Addressing community perceptions


Mineral Exploration Account Executive at Fleet Space Technologies Bronwyn Murphy said a challenge the mining sector faces in the modernisation space is the public’s perception that it is behind the curve.


“Earlier in my career, I made a decision to leave the mining industry because I believed the technological opportunities were all in oil and gas,” Ms Murphy said.


“Now, what we’re seeing in the mining industry is a swing in interest in technology and we’re hoping this is obvious for the future generations considering a career in mining – we’re no longer just stuck in our ways and there’s actually a lot of advancements taking place.”


IMARC 2023


The modernisation of mining has been a key focus on Day 1 of IMARC, with more than 8500 delegates gathering to hear from industry experts about the sustainability opportunities and challenges facing the industry in the face of heightened community, shareholder and investor expectations.


This year’s event features the biggest ever exhibition of technology being deployed around the world, including electric haulage vehicles, drilling equipment, robotics, and processing machinery as well as AI, machine learning, IT and communications.
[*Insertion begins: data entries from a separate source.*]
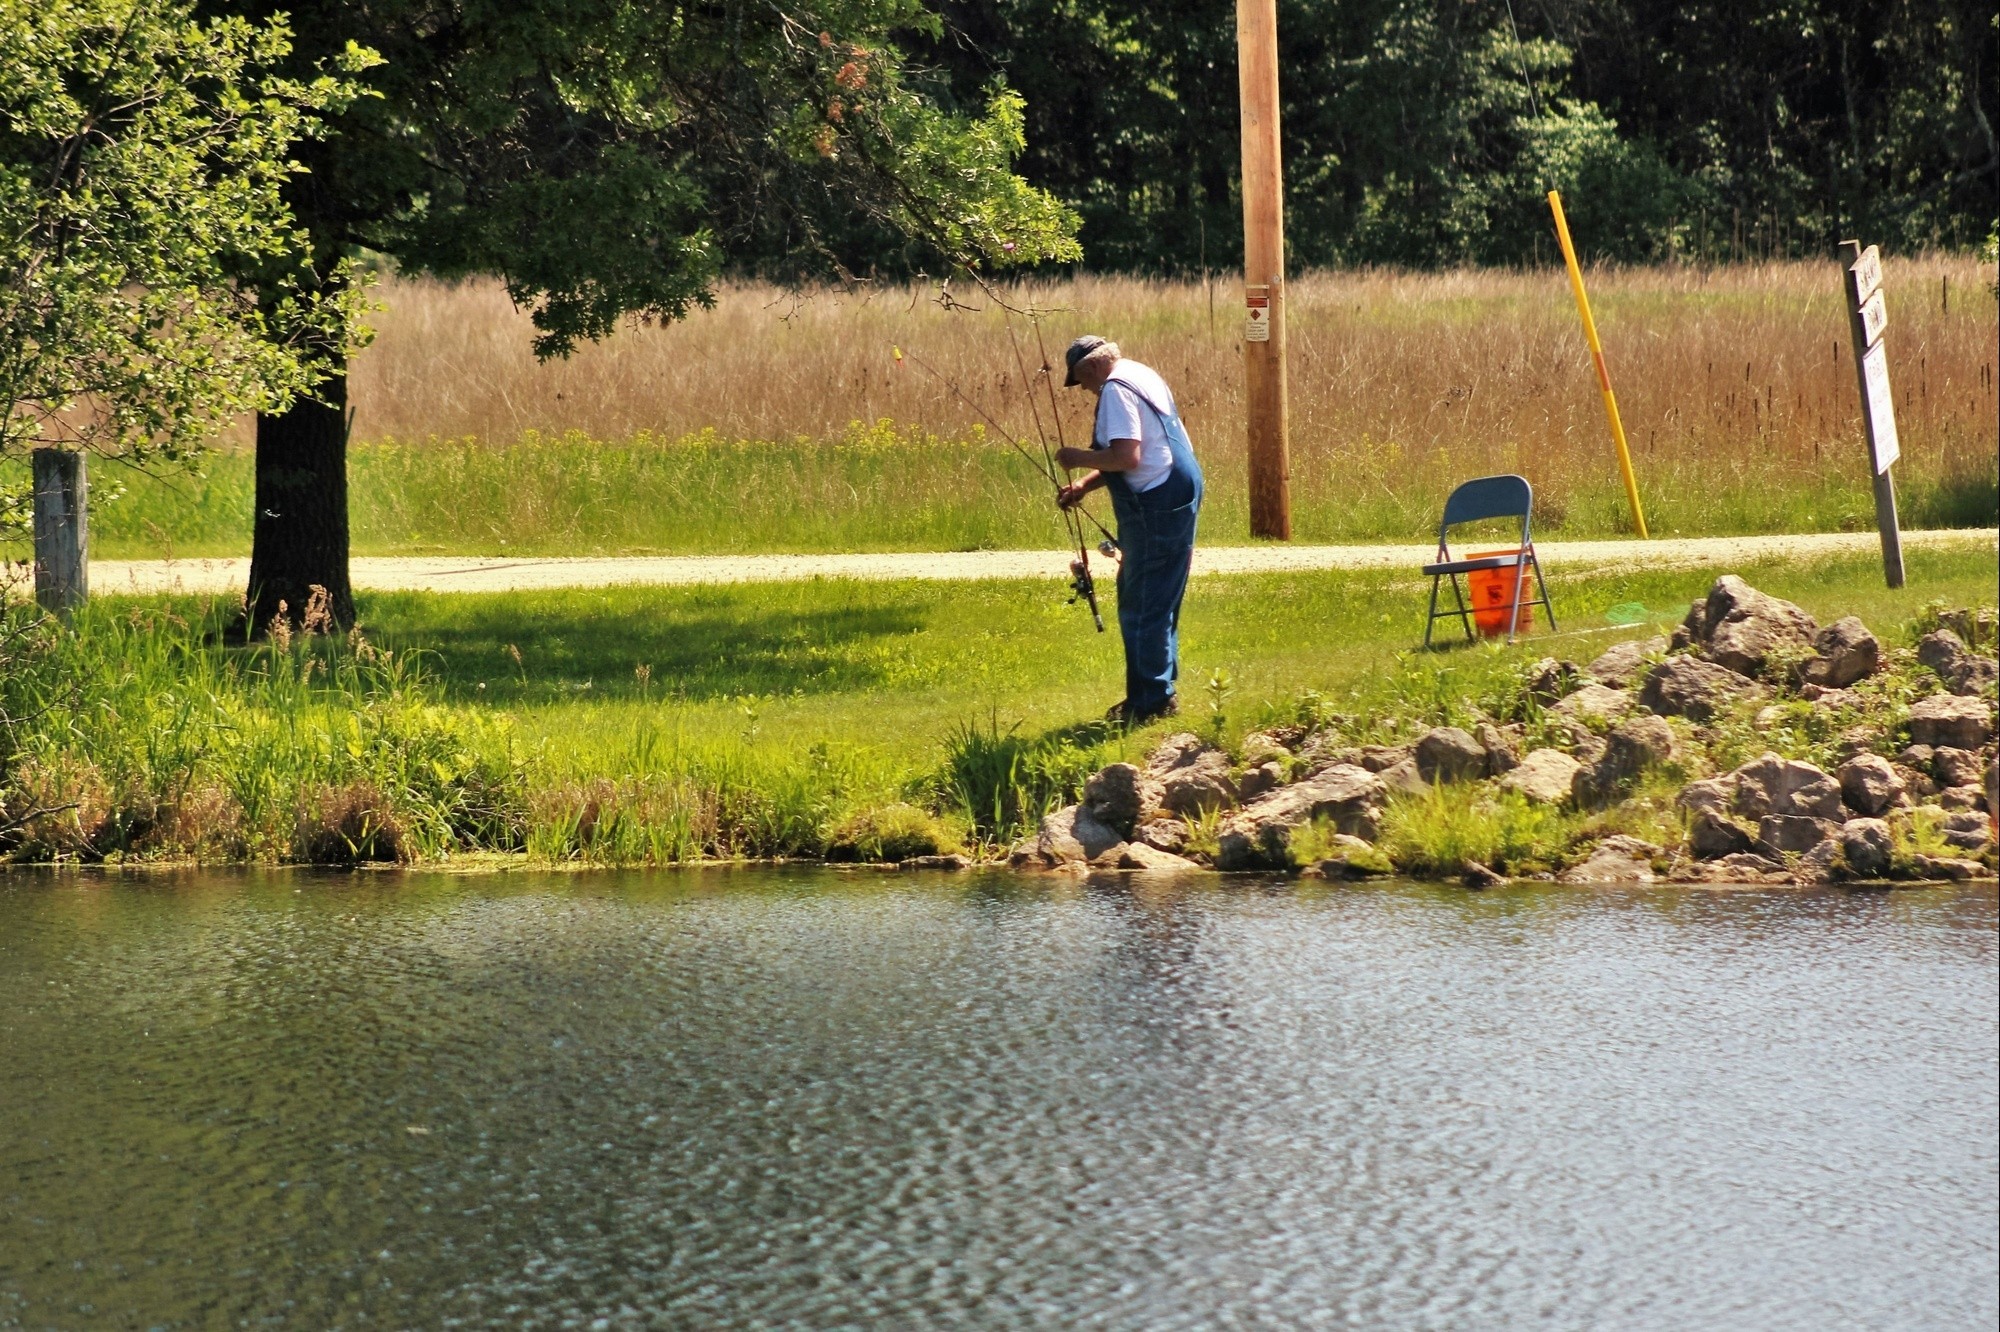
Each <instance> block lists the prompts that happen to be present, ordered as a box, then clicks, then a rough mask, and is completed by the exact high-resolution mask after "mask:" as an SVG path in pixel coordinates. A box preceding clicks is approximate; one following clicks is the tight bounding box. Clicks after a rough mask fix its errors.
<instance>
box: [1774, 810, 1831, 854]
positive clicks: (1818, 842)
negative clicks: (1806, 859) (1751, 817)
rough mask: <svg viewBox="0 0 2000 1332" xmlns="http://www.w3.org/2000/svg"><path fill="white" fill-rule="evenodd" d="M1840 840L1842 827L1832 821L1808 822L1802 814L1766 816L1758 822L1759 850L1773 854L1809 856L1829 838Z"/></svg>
mask: <svg viewBox="0 0 2000 1332" xmlns="http://www.w3.org/2000/svg"><path fill="white" fill-rule="evenodd" d="M1836 836H1840V824H1836V822H1834V820H1830V818H1806V816H1802V814H1766V816H1764V818H1760V820H1758V822H1756V840H1758V850H1762V852H1766V854H1770V852H1792V854H1800V852H1810V850H1812V848H1814V846H1818V844H1820V842H1824V840H1828V838H1836Z"/></svg>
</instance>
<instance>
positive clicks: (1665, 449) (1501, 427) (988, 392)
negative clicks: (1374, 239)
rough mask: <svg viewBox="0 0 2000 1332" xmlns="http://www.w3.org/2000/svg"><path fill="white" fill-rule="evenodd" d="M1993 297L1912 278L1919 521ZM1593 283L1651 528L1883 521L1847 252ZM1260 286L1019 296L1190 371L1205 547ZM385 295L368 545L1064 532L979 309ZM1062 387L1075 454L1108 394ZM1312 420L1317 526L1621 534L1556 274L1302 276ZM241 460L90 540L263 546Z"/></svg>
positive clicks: (1584, 366)
mask: <svg viewBox="0 0 2000 1332" xmlns="http://www.w3.org/2000/svg"><path fill="white" fill-rule="evenodd" d="M1992 284H1994V272H1992V268H1982V266H1980V264H1978V262H1976V260H1972V258H1924V260H1892V262H1890V266H1888V312H1890V328H1888V344H1890V368H1892V380H1894V390H1896V410H1898V424H1900V432H1902V450H1904V458H1902V464H1900V466H1898V470H1896V480H1898V490H1900V504H1902V516H1904V524H1906V526H1912V528H1918V526H1970V524H1980V526H1988V524H1992V522H1994V520H1996V514H1994V510H1996V504H2000V500H1996V496H2000V460H1996V454H2000V438H1996V436H2000V428H1996V418H2000V404H1996V384H1994V378H1996V358H2000V346H1996V342H2000V334H1996V328H2000V324H1996V302H1994V290H1992ZM1590 286H1592V300H1594V304H1596V312H1598V326H1600V330H1602V334H1604V350H1606V356H1608V362H1610V370H1612V376H1614V382H1616V388H1618V400H1620V404H1622V408H1624V422H1626V430H1628V434H1630V440H1632V450H1634V466H1636V470H1638V482H1640V492H1642V496H1644V504H1646V516H1648V522H1650V526H1652V530H1654V532H1662V534H1672V532H1682V534H1724V532H1810V530H1822V532H1824V530H1866V528H1870V526H1872V524H1874V508H1872V498H1870V478H1868V466H1866V454H1864V446H1862V436H1860V406H1858V396H1856V386H1854V366H1852V358H1850V352H1848V330H1846V314H1844V310H1842V288H1840V272H1838V268H1836V266H1834V264H1830V262H1828V264H1798V262H1790V264H1766V266H1734V268H1636V270H1604V272H1596V274H1592V278H1590ZM1236 292H1238V288H1236V286H1234V284H1224V282H1216V284H1214V286H1204V284H1200V282H1148V280H1140V278H1078V280H1074V282H1060V284H1028V286H1014V288H1008V290H1006V292H1002V296H1004V302H1006V306H1014V308H1018V310H1024V308H1034V310H1042V312H1046V314H1044V318H1042V320H1040V332H1042V336H1044V338H1046V344H1048V352H1050V356H1052V358H1058V362H1060V350H1062V346H1064V344H1066V342H1068V340H1070V338H1072V336H1074V334H1078V332H1086V330H1090V332H1102V334H1108V336H1112V338H1116V340H1118V342H1120V344H1122V346H1124V348H1126V352H1128V354H1132V356H1136V358H1140V360H1146V362H1150V364H1154V366H1156V368H1160V370H1162V372H1164V374H1166V378H1168V380H1170V382H1172V384H1174V390H1176V394H1178V396H1180V404H1182V408H1184V412H1186V416H1188V424H1190V428H1192V434H1194V440H1196V448H1198V452H1200V456H1202V462H1204V466H1206V468H1208V478H1210V492H1208V508H1206V512H1204V540H1210V542H1216V540H1246V536H1248V498H1246V476H1244V426H1242V348H1240V344H1238V342H1236V334H1238V324H1240V310H1238V302H1236ZM378 294H380V298H382V302H384V306H386V308H384V310H382V312H380V314H378V316H376V324H378V328H380V336H378V340H376V342H374V346H370V348H368V350H364V352H362V354H360V356H358V358H356V362H354V370H352V402H354V408H356V424H354V450H352V452H350V478H352V500H350V512H352V522H354V550H356V552H360V554H396V552H454V554H502V552H504V554H528V552H536V554H616V552H750V550H800V552H810V550H972V548H990V546H1050V548H1054V546H1056V544H1060V532H1062V528H1060V524H1058V522H1056V518H1054V512H1052V508H1050V506H1048V502H1046V484H1044V482H1040V480H1038V478H1036V474H1034V470H1032V468H1030V466H1028V464H1026V462H1024V460H1022V458H1018V456H1016V454H1012V452H1010V450H1008V448H1006V446H1004V444H1002V442H1000V440H998V438H996V436H994V434H992V432H990V430H984V428H982V418H980V410H984V412H988V414H992V416H994V418H996V420H998V422H1002V426H1004V428H1006V430H1010V432H1016V434H1020V436H1024V438H1026V440H1028V442H1030V446H1034V434H1036V422H1034V416H1032V414H1030V408H1028V394H1026V388H1024V378H1022V360H1024V362H1026V364H1028V366H1030V376H1028V378H1034V376H1032V368H1034V366H1038V364H1040V352H1038V346H1036V322H1034V320H1028V318H1022V316H1020V314H1008V312H1006V308H1002V304H1000V302H998V300H994V298H992V296H988V294H980V292H960V294H958V296H962V298H964V302H966V304H964V306H948V304H944V302H940V300H938V292H936V288H912V286H900V288H890V290H866V292H860V294H840V292H816V294H804V296H800V294H792V292H782V290H774V288H768V286H750V284H736V286H724V288H722V290H720V292H718V296H716V306H714V308H712V310H704V312H696V314H694V316H692V318H688V320H686V322H682V324H674V326H670V328H642V326H630V328H624V330H620V332H618V334H616V336H614V338H610V340H606V342H602V344H598V346H586V348H582V350H580V352H578V354H576V356H574V358H570V360H566V362H552V364H538V362H536V360H534V356H532V354H530V350H528V346H530V324H528V318H526V316H524V314H522V312H518V310H514V308H512V306H510V304H508V300H506V294H504V292H502V288H500V286H496V284H492V282H472V284H462V286H444V284H438V282H388V284H384V286H382V288H380V292H378ZM1016 342H1018V346H1020V352H1022V356H1020V358H1016ZM896 346H900V348H906V352H910V356H912V360H904V362H900V364H898V362H896V358H894V350H892V348H896ZM914 358H922V362H926V364H930V366H934V368H936V370H938V374H942V376H944V378H948V380H950V382H952V384H956V388H958V390H960V392H962V394H964V396H966V398H970V400H972V402H976V404H978V406H980V410H974V408H972V406H968V404H966V402H964V400H960V398H958V396H956V394H954V392H952V388H948V386H946V384H944V382H940V378H934V376H932V374H928V372H926V370H922V368H920V366H918V362H916V360H914ZM1060 402H1062V422H1064V434H1066V438H1068V440H1070V442H1080V440H1082V438H1084V436H1086V432H1088V412H1090V402H1088V400H1086V398H1084V396H1082V394H1078V392H1064V394H1060ZM1290 404H1292V500H1294V534H1296V536H1298V538H1300V540H1322V542H1338V540H1422V538H1424V534H1426V530H1430V528H1432V526H1434V524H1436V514H1438V508H1440V504H1442V498H1444V494H1446V492H1448V490H1450V486H1452V484H1456V482H1458V480H1464V478H1468V476H1482V474H1490V472H1522V474H1526V476H1528V478H1530V480H1534V482H1536V496H1538V530H1540V532H1544V534H1550V536H1554V534H1562V536H1604V534H1618V532H1624V530H1628V528H1630V516H1628V512H1626V500H1624V490H1622V486H1620V482H1618V470H1616V462H1614V454H1612V444H1610V434H1608V428H1606V420H1604V408H1602V404H1600V400H1598V390H1596V376H1594V374H1592V368H1590V356H1588V350H1586V348H1584V340H1582V334H1580V330H1578V320H1576V308H1574V306H1572V302H1570V292H1568V282H1566V280H1564V278H1562V274H1560V270H1544V272H1450V274H1400V272H1322V274H1308V276H1304V278H1300V280H1298V282H1296V284H1294V286H1292V292H1290ZM1044 406H1046V398H1044ZM884 422H886V424H884ZM1044 424H1046V416H1044ZM242 442H244V440H236V444H234V446H230V448H224V450H222V452H220V454H218V456H214V458H212V460H210V462H208V466H206V470H204V474H202V476H198V478H172V476H170V478H158V480H154V478H130V476H120V474H118V472H116V470H114V468H102V470H100V472H98V480H96V482H94V512H92V540H94V548H96V550H98V552H100V554H102V556H144V554H186V556H206V554H242V552H246V550H248V540H250V506H252V470H250V458H248V454H246V452H244V448H242ZM6 466H12V464H0V470H4V468H6ZM118 484H126V486H128V494H124V496H122V498H118V496H116V486H118Z"/></svg>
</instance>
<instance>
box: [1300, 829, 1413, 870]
mask: <svg viewBox="0 0 2000 1332" xmlns="http://www.w3.org/2000/svg"><path fill="white" fill-rule="evenodd" d="M1306 872H1308V874H1312V876H1316V878H1372V876H1376V874H1394V872H1396V866H1394V864H1390V860H1388V856H1384V854H1382V852H1380V850H1378V848H1376V846H1372V844H1368V842H1362V840H1360V838H1356V836H1348V834H1346V832H1336V834H1334V850H1332V854H1330V856H1326V858H1324V860H1318V862H1314V864H1310V866H1306Z"/></svg>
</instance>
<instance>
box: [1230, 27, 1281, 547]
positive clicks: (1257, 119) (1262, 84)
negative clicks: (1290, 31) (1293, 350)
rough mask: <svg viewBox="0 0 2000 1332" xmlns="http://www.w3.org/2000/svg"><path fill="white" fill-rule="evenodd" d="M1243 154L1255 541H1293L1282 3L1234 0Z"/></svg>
mask: <svg viewBox="0 0 2000 1332" xmlns="http://www.w3.org/2000/svg"><path fill="white" fill-rule="evenodd" d="M1236 72H1238V84H1240V94H1242V148H1244V422H1246V428H1248V444H1250V536H1272V538H1278V540H1282V542H1288V540H1292V492H1290V486H1292V454H1290V444H1288V440H1286V404H1284V166H1282V156H1280V144H1278V0H1236Z"/></svg>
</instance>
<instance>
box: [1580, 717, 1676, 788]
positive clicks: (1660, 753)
mask: <svg viewBox="0 0 2000 1332" xmlns="http://www.w3.org/2000/svg"><path fill="white" fill-rule="evenodd" d="M1670 758H1674V728H1672V726H1668V724H1666V718H1660V716H1634V718H1630V720H1626V722H1620V724H1618V728H1616V730H1614V732H1612V734H1610V736H1606V740H1604V756H1602V758H1598V762H1594V764H1592V766H1590V768H1582V770H1578V774H1576V780H1574V782H1572V786H1570V794H1572V798H1574V800H1576V804H1578V806H1582V808H1590V806H1594V804H1606V802H1610V800H1614V798H1616V796H1618V794H1620V792H1624V790H1626V788H1628V786H1632V782H1634V780H1638V776H1640V774H1642V772H1646V770H1650V768H1656V766H1660V764H1664V762H1668V760H1670Z"/></svg>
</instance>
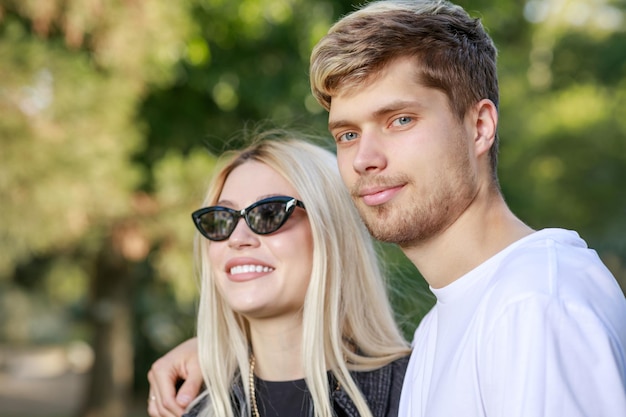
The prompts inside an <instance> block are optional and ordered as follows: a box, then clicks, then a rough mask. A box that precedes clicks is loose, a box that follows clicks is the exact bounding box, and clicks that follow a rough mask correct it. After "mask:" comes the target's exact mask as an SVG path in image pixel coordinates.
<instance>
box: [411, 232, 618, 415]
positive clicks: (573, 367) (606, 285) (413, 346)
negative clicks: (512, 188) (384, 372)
mask: <svg viewBox="0 0 626 417" xmlns="http://www.w3.org/2000/svg"><path fill="white" fill-rule="evenodd" d="M431 290H432V291H433V293H434V294H435V296H436V297H437V303H436V305H435V306H434V307H433V309H432V310H431V311H430V312H429V313H428V314H427V315H426V316H425V317H424V319H423V320H422V322H421V323H420V325H419V327H418V328H417V330H416V331H415V337H414V340H413V353H412V355H411V360H410V362H409V368H408V370H407V374H406V377H405V380H404V386H403V389H402V397H401V400H400V413H399V415H400V417H407V416H411V417H413V416H423V417H444V416H445V417H476V416H487V417H517V416H520V417H521V416H525V417H540V416H549V417H577V416H585V417H604V416H607V417H608V416H611V417H626V299H625V297H624V294H623V293H622V291H621V290H620V288H619V286H618V284H617V282H616V280H615V279H614V278H613V276H612V275H611V273H610V272H609V271H608V269H607V268H606V267H605V266H604V265H603V264H602V262H601V261H600V259H599V257H598V255H597V254H596V252H595V251H593V250H591V249H588V248H587V245H586V243H585V242H584V241H583V240H582V239H580V237H579V236H578V234H577V233H576V232H572V231H567V230H562V229H545V230H542V231H538V232H535V233H533V234H531V235H529V236H527V237H525V238H523V239H521V240H519V241H517V242H515V243H514V244H512V245H510V246H509V247H507V248H506V249H504V250H503V251H502V252H500V253H498V254H496V255H495V256H494V257H492V258H491V259H489V260H488V261H486V262H484V263H483V264H481V265H480V266H478V267H477V268H475V269H474V270H472V271H470V272H469V273H467V274H466V275H464V276H463V277H461V278H459V279H458V280H456V281H454V282H453V283H451V284H450V285H448V286H446V287H444V288H441V289H432V288H431Z"/></svg>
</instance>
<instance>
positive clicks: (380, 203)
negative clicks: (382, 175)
mask: <svg viewBox="0 0 626 417" xmlns="http://www.w3.org/2000/svg"><path fill="white" fill-rule="evenodd" d="M402 188H404V184H401V185H396V186H386V187H375V188H363V189H361V190H360V191H359V193H358V196H359V198H361V199H362V200H363V202H364V203H365V204H366V205H368V206H379V205H381V204H385V203H387V202H388V201H389V200H391V199H392V198H394V197H395V196H396V194H398V193H399V192H400V190H402Z"/></svg>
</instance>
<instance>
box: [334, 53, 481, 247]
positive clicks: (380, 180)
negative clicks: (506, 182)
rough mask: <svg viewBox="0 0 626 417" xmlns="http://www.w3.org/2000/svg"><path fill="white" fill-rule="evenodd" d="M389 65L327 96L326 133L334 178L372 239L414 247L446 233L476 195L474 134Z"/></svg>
mask: <svg viewBox="0 0 626 417" xmlns="http://www.w3.org/2000/svg"><path fill="white" fill-rule="evenodd" d="M415 71H416V70H415V62H414V61H412V60H409V59H401V60H397V61H394V62H392V63H391V64H389V65H388V66H387V68H386V69H385V70H384V72H383V73H382V74H381V75H380V76H379V77H377V78H375V79H374V81H372V82H370V83H368V84H365V85H364V86H363V87H359V88H353V89H348V90H347V91H340V93H339V94H337V95H336V96H333V98H332V103H331V107H330V114H329V129H330V131H331V133H332V134H333V136H334V138H335V141H336V142H337V159H338V163H339V170H340V172H341V176H342V178H343V180H344V182H345V183H346V186H347V187H348V189H349V190H350V192H351V195H352V198H353V200H354V202H355V204H356V206H357V208H358V209H359V212H360V214H361V217H363V220H364V222H365V224H366V225H367V227H368V229H369V230H370V233H371V234H372V235H373V236H374V237H375V238H377V239H379V240H382V241H386V242H394V243H398V244H400V245H401V246H412V245H417V244H419V243H422V242H424V241H426V240H427V239H429V238H431V237H433V236H436V235H437V234H438V233H440V232H441V231H443V230H445V229H446V228H447V227H448V226H450V225H451V224H452V223H453V222H454V221H455V220H456V219H457V218H458V217H459V216H460V215H461V213H463V211H464V210H465V209H466V208H467V207H468V205H469V204H470V202H471V201H472V200H473V198H474V197H475V195H476V193H477V191H478V185H477V183H478V179H477V173H476V170H477V168H476V159H475V157H474V150H473V136H474V135H475V132H474V126H473V125H472V124H471V123H466V122H461V121H460V120H459V119H458V118H457V117H456V116H455V115H454V114H453V113H452V111H451V110H450V106H449V104H448V98H447V96H446V95H445V94H444V93H443V92H441V91H439V90H435V89H432V88H426V87H424V86H423V85H421V84H420V83H419V82H418V81H417V79H418V78H417V76H416V72H415Z"/></svg>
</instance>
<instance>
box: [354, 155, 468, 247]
mask: <svg viewBox="0 0 626 417" xmlns="http://www.w3.org/2000/svg"><path fill="white" fill-rule="evenodd" d="M461 159H463V158H462V157H461ZM457 162H459V161H457ZM453 169H454V170H455V171H456V175H449V174H448V175H445V173H444V175H441V176H439V177H438V178H440V179H442V180H440V181H437V182H436V183H435V184H431V185H430V186H429V188H430V190H426V192H424V191H420V190H419V189H418V188H417V186H416V184H415V182H414V181H413V180H412V179H410V178H407V177H406V176H402V177H401V178H394V179H385V180H381V179H380V178H378V179H377V180H376V185H383V186H384V185H389V186H393V185H394V184H405V185H404V189H403V190H402V191H401V192H400V195H398V196H397V197H399V198H394V199H392V200H391V201H389V202H387V203H385V204H382V205H380V206H367V205H365V204H364V203H363V200H362V199H361V198H359V197H358V192H355V190H359V189H362V188H363V185H362V183H363V182H365V181H362V179H363V178H361V179H359V181H358V182H357V184H356V185H355V187H354V188H353V191H352V192H351V195H352V199H353V201H354V204H355V205H356V207H357V209H358V211H359V214H360V215H361V218H362V219H363V223H364V224H365V226H366V227H367V229H368V231H369V232H370V234H371V235H372V236H373V237H374V238H376V239H378V240H380V241H382V242H388V243H396V244H398V245H399V246H400V247H403V248H406V247H412V246H419V245H420V244H422V243H424V242H426V241H428V240H429V239H431V238H433V237H435V236H437V235H438V234H440V233H441V232H442V231H444V230H445V229H447V228H448V227H449V226H450V225H451V224H452V223H454V222H455V221H456V220H457V219H458V217H459V216H460V215H461V214H462V213H463V212H464V211H465V209H466V208H467V207H468V206H469V204H470V203H471V202H472V200H473V199H474V197H475V196H476V192H477V184H476V178H475V176H474V175H473V174H474V173H473V172H472V171H471V170H470V168H469V161H467V160H464V161H461V163H460V165H457V166H456V168H453ZM444 171H445V169H444ZM368 185H371V184H368ZM427 187H428V185H427ZM433 187H434V188H433Z"/></svg>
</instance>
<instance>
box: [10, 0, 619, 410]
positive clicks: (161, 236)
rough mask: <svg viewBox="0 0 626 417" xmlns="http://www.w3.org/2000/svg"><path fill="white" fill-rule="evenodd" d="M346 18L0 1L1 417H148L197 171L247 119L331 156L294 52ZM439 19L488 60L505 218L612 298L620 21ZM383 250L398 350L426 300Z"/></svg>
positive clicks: (585, 17) (186, 328) (293, 14)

IMARC Event Director Paul Phelan said the key to the event’s success has been ensuring the program reflects the ever-changing industry and the challenges such as improving safety, increasing productivity and reducing emissions to help the world meet ambitious goals.


“IMARC is a solutions-focused event that is all about how technology is being applied, how investments are actioned, and how practical steps are being taken to achieve shared goals,” he said.


“IMARC is where global mining leaders collaborate on trends in mining, investment and innovation towards a sustainable future.”



About The International Mining and Resources Conference (IMARC)



IMARC, Collaborating on trends in mining, investment and innovation towards a sustainable future. The International Mining and Resources Conference (IMARC) is where the most influential people in the mining industry come together, delivering ideas, inspiration and serving as a meeting ground for industry leaders. As Australia’s largest mining event, it brings together over 8,500 decision makers, mining leaders, policy makers, investors, commodity buyers, technical experts, innovators, and educators from more than 120 countries for three days of learning, deal-making and unparalleled networking. IMARC is developed in collaboration with its founding partners the Victorian State Government, Austmine, AusIMM and Mines and Money, and held with the support of its Host Partner, the NSW Government.